During the Second World War, Sousa Mendes issued the thousands of visas in Bordeaux, France, directly contravening orders from the Portuguese government of António Oliveira Salazar.
Aristides de Sousa Mendes was previously decorated in 1986 with the title of Officer of the Order of Freedom and, in 1995, with the Grand Cross of the Order of Christ.
In 2014, national airline TAP introduced a new aircraft, which it named after the Portuguese Consul, in Bordeaux during the Second World War.
The announcement that he was to receive the Grand Cross of the Order of Freedom was made by President de Sousa last September during a visit to the New York Centre for Jewish History, where he met several elderly people who Sousa Mendes saved by issuing them with visas when they were fleeing the Nazis.
This week’s ceremony was held at the consul’s family home, Casa do Passal, in Cabanas de Viriato (Viseu).
Casa do Passal, which was classified as a national monument in 2011, has undergone a first stage of building work, which is preventing its ruin.
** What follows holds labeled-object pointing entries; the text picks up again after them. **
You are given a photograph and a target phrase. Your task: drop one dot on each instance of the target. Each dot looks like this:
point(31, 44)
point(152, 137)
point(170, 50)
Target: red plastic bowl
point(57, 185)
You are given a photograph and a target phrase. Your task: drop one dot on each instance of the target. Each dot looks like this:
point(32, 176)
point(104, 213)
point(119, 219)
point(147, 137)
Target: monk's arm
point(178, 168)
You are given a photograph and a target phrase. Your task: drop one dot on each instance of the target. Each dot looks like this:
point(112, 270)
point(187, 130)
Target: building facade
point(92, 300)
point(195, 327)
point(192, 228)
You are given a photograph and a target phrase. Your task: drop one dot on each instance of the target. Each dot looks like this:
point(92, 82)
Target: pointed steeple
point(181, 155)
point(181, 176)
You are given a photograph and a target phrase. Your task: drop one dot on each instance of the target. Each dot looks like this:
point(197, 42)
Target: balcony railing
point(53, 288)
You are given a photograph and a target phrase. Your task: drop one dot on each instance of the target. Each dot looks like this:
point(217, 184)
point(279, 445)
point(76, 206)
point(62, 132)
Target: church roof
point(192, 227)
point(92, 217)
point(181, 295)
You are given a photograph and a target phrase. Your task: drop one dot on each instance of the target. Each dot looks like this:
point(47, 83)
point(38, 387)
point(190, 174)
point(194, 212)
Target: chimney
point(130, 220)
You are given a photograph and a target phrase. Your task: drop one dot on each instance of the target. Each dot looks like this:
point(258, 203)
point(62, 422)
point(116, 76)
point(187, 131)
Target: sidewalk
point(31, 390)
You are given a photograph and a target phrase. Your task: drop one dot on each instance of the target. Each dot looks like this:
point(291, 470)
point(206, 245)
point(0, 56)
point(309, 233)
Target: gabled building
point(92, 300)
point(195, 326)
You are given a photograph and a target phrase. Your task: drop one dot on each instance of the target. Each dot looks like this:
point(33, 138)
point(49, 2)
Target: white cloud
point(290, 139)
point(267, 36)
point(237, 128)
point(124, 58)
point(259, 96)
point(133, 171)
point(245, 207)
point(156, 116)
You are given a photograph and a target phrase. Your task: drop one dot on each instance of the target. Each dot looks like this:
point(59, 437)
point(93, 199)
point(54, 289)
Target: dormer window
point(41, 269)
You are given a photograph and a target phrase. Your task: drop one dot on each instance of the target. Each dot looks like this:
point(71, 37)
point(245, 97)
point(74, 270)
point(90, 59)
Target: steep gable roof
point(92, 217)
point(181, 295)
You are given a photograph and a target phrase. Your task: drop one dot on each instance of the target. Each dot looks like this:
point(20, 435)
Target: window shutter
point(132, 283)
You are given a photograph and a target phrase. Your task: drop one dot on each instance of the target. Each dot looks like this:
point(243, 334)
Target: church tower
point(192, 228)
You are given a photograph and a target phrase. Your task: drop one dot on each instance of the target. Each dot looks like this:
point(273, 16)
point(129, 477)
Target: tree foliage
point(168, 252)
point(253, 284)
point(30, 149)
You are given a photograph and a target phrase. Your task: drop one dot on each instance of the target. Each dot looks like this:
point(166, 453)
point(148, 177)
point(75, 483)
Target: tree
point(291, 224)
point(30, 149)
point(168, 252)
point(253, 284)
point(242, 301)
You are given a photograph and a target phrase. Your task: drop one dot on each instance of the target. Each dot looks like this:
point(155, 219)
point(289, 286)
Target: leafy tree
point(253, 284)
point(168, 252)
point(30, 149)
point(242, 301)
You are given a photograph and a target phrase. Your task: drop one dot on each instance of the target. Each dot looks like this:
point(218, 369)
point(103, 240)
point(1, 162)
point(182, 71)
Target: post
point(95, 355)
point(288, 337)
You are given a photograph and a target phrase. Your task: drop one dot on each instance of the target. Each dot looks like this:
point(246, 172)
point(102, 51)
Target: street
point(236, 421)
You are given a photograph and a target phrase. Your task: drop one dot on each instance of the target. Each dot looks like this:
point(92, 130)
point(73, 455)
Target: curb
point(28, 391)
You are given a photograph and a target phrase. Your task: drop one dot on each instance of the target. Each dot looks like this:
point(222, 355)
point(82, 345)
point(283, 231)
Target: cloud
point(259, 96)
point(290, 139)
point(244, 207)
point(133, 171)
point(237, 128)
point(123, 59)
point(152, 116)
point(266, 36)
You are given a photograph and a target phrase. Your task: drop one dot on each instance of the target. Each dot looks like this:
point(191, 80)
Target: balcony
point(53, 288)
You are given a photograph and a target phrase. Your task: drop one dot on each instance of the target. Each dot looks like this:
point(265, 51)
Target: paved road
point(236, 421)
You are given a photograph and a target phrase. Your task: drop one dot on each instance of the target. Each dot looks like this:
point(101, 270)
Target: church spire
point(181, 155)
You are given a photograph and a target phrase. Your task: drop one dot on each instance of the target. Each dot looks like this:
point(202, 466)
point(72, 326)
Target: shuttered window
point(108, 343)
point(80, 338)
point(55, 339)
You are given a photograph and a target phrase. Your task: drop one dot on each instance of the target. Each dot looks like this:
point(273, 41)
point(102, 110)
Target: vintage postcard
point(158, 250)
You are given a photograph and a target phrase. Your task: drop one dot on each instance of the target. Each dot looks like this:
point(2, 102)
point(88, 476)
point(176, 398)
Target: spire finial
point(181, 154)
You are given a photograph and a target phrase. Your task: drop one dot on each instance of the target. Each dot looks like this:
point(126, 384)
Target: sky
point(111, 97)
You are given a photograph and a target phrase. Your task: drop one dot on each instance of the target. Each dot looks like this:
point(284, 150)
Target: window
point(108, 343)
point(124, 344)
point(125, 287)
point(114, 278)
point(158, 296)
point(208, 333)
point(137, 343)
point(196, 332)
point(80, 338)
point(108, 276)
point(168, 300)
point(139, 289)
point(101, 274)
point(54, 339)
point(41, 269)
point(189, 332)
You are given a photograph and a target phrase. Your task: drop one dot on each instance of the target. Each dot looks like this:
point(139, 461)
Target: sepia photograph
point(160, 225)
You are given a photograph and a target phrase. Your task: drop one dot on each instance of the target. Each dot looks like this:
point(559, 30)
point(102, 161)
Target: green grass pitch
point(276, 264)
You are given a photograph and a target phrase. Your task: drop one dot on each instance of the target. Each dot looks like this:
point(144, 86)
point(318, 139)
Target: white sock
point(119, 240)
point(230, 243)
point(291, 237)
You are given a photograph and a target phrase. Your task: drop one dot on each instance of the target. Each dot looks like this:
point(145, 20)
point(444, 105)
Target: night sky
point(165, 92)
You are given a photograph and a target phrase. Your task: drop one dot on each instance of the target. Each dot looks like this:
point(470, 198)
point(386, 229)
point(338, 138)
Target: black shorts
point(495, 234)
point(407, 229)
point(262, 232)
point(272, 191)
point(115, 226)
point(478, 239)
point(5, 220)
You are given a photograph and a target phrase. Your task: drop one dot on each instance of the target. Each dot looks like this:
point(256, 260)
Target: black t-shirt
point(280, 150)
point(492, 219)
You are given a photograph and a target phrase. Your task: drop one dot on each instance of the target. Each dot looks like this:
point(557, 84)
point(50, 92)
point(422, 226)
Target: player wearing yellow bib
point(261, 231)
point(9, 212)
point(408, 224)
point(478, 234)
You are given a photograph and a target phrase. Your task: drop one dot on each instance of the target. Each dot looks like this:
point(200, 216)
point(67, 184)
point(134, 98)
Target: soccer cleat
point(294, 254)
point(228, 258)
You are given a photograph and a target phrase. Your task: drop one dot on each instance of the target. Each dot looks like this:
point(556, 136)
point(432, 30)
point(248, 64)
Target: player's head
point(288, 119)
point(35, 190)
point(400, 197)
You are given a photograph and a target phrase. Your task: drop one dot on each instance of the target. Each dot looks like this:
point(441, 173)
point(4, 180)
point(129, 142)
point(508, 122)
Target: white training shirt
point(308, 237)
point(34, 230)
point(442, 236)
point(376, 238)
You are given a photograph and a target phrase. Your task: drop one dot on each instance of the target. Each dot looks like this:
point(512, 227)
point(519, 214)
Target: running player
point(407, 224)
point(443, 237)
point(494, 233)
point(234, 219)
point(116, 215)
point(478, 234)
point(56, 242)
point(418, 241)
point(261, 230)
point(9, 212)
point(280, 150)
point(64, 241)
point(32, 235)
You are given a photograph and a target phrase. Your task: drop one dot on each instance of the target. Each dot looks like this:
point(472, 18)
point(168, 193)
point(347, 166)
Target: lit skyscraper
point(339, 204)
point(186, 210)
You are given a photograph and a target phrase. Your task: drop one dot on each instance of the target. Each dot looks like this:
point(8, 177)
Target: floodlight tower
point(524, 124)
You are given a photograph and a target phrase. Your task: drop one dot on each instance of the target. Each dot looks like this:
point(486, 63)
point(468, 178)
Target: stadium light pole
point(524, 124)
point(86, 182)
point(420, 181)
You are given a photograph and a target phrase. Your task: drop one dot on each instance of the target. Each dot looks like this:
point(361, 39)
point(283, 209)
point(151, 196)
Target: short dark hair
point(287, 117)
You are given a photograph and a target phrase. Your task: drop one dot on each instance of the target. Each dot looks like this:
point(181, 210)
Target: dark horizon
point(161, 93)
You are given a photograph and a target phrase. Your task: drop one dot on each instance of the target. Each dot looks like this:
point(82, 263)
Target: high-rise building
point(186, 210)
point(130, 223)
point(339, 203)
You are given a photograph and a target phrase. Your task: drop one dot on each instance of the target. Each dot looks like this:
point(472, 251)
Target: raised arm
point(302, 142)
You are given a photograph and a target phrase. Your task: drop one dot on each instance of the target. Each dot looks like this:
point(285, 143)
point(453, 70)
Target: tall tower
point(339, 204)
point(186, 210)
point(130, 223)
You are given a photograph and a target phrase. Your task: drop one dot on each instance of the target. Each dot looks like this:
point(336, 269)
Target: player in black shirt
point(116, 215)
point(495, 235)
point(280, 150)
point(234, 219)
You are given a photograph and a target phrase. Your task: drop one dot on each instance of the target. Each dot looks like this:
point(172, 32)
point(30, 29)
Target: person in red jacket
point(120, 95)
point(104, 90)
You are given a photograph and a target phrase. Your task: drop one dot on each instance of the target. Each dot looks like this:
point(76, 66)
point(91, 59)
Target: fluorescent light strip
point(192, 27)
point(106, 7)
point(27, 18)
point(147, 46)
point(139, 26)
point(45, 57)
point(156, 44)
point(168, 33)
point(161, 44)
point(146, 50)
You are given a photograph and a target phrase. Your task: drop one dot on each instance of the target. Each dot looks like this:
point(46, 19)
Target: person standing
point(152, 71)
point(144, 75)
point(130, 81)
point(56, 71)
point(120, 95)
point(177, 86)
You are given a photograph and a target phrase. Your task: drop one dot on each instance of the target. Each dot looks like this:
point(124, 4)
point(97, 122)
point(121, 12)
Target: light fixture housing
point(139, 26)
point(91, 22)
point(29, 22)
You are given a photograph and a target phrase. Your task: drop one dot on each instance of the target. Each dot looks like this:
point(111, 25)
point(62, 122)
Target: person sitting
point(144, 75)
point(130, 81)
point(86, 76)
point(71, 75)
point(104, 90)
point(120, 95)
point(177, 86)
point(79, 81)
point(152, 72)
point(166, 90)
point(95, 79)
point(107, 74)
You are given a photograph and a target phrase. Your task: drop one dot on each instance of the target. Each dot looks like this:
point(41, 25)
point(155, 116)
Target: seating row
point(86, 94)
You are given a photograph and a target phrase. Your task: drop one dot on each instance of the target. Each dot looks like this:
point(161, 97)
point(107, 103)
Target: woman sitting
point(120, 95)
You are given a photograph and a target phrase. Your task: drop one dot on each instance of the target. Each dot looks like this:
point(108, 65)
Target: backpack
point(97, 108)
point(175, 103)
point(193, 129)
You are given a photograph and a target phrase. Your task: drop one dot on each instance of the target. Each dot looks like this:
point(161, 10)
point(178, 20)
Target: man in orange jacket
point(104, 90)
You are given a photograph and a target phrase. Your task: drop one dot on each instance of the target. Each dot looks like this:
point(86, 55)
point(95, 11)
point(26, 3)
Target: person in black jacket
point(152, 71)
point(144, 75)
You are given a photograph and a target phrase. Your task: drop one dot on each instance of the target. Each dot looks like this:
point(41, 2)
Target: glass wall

The second and final phase of Casa do Passal’s refurbishment and its conversion into a museum is expected to cost €800,000.
In 2014, several forms of action were staged to save Casa do Passal from being reduced to rubble.
These included around 500 people coming together to form a human chain to surround the former Consul’s home and raise awareness to prevent it from falling into disrepair.